Comment by zem
1 year ago
i reckon we simply got offshored, since they're now building a whole new python team in munich, though i don't know whether for cost reasons or to expand the languages presence in the munich office or both.
1 year ago
i reckon we simply got offshored, since they're now building a whole new python team in munich, though i don't know whether for cost reasons or to expand the languages presence in the munich office or both.
Gateway to cheap developers in Eastern Europe, Poland, Ukraine, etc
I would have expected countries like Poland to have a mature enough IT ecosystem that Google could have just moved there directly if they wanted. Why stop over at one of Europe's most expensive places to get talent if that was to goal?
because it's easier to get Polish, Czech, Ukranian engineers to move to Munich than Dutch, UK, German etc. to move to eastern europe I assume
aren't all european countries cheaper than the USA in terms of salary, including Germany?
They are, but Germany has pesky expensive things like unions, employee contracts, and benefits. Keep heading east and it gets an order of magnitude cheaper than Germany.
Why would they lay off the existing team first, rather than spin up the new team, have the old team train the new team, and give old team members a chance to move countries if they wanted?
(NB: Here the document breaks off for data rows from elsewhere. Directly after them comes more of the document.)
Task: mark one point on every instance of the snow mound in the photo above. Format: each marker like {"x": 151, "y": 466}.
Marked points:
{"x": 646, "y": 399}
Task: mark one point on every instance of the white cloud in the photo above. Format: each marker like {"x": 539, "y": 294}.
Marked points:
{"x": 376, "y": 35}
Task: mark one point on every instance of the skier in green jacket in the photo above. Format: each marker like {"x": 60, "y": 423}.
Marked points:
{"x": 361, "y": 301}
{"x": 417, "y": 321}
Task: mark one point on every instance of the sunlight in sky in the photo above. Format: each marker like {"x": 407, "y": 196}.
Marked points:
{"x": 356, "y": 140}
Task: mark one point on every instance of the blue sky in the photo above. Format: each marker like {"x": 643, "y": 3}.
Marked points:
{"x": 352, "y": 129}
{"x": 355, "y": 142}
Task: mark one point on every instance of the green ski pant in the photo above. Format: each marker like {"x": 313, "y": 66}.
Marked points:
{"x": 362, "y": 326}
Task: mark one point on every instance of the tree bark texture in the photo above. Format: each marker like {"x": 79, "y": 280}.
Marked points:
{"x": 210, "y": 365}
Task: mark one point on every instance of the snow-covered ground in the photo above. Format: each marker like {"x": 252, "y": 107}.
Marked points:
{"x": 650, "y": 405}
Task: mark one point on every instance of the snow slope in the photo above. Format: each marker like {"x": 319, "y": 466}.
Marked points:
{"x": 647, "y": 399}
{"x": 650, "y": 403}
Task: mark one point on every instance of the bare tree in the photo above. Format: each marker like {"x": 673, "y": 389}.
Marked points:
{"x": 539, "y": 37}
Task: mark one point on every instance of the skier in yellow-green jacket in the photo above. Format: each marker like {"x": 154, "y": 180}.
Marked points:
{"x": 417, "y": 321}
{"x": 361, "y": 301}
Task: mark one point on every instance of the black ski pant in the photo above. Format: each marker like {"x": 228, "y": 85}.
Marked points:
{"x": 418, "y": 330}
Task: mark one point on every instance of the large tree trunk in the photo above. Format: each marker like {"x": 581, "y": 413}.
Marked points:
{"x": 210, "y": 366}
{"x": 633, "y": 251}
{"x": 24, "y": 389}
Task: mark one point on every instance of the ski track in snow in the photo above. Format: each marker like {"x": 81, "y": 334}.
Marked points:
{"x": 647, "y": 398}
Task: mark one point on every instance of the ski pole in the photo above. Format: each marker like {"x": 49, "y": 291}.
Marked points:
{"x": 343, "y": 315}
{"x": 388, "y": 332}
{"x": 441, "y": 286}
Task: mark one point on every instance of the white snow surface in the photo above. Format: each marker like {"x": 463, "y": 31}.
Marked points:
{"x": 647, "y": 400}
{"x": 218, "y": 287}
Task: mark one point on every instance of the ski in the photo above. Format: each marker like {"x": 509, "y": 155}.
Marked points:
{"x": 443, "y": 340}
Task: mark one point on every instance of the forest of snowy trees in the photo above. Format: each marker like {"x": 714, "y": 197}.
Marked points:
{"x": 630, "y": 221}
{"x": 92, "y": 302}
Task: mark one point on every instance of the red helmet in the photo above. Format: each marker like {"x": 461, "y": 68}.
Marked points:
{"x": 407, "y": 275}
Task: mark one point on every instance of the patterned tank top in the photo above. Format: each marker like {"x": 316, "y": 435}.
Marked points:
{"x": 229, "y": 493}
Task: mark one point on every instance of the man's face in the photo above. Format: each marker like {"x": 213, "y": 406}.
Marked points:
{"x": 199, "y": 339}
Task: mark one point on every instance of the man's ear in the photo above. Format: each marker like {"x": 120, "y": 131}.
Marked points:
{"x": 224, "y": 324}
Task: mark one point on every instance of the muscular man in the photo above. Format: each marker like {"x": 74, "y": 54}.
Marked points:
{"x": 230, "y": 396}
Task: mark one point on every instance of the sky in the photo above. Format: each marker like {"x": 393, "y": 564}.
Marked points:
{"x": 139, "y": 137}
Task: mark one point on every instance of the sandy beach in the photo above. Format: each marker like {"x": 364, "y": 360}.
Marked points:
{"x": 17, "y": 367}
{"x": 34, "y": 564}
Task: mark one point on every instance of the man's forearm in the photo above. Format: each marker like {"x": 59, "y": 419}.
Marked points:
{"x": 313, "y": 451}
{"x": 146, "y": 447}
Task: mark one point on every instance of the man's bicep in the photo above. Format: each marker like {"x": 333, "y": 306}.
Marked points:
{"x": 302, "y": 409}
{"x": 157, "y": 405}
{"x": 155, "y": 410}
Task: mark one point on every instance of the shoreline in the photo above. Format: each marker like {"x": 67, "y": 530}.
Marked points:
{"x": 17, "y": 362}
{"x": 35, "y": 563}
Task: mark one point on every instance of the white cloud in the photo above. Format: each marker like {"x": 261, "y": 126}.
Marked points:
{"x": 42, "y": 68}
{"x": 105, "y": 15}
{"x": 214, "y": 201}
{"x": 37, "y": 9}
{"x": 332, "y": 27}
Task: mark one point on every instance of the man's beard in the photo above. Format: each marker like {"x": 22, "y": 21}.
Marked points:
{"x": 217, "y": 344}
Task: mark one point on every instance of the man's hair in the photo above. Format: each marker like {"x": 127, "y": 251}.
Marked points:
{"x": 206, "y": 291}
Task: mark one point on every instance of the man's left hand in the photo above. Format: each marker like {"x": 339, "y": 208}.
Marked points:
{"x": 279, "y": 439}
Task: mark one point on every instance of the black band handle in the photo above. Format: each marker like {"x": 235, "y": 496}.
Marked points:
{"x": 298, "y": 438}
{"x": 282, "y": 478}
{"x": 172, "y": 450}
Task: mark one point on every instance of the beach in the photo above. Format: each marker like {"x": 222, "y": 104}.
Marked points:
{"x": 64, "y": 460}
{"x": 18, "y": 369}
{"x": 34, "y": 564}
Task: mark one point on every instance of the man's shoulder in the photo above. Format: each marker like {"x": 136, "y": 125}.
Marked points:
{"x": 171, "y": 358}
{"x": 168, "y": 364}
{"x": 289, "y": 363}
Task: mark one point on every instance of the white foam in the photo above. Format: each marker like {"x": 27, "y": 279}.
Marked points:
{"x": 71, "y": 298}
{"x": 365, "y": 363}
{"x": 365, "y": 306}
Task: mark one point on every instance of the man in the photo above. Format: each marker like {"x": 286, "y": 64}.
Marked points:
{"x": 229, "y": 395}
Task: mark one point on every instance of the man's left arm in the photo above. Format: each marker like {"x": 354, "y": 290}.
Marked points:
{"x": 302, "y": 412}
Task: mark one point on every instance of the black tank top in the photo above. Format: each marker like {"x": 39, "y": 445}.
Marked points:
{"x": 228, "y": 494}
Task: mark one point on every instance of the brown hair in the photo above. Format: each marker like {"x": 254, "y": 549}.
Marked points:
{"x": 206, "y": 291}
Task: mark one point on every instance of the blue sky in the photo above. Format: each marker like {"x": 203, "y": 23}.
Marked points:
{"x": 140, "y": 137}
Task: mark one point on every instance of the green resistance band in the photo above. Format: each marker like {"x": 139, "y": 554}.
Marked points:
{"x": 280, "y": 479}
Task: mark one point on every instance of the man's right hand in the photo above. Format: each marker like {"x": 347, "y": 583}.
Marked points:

I can only speculate: some directors/vps got headcount reduction goals (reduce eng cost by XXX with deadline at XXX), and they couldn't meet those goals if the layoff is to be delayed until the new team is fully operational.
This. There was a sudden push to reduce costs and people with decision power tried to make sure their teams won't get affected.
i honestly don't know, except perhaps to say "this is what google is now". your "rather than" is definitely how it used to be done in the past.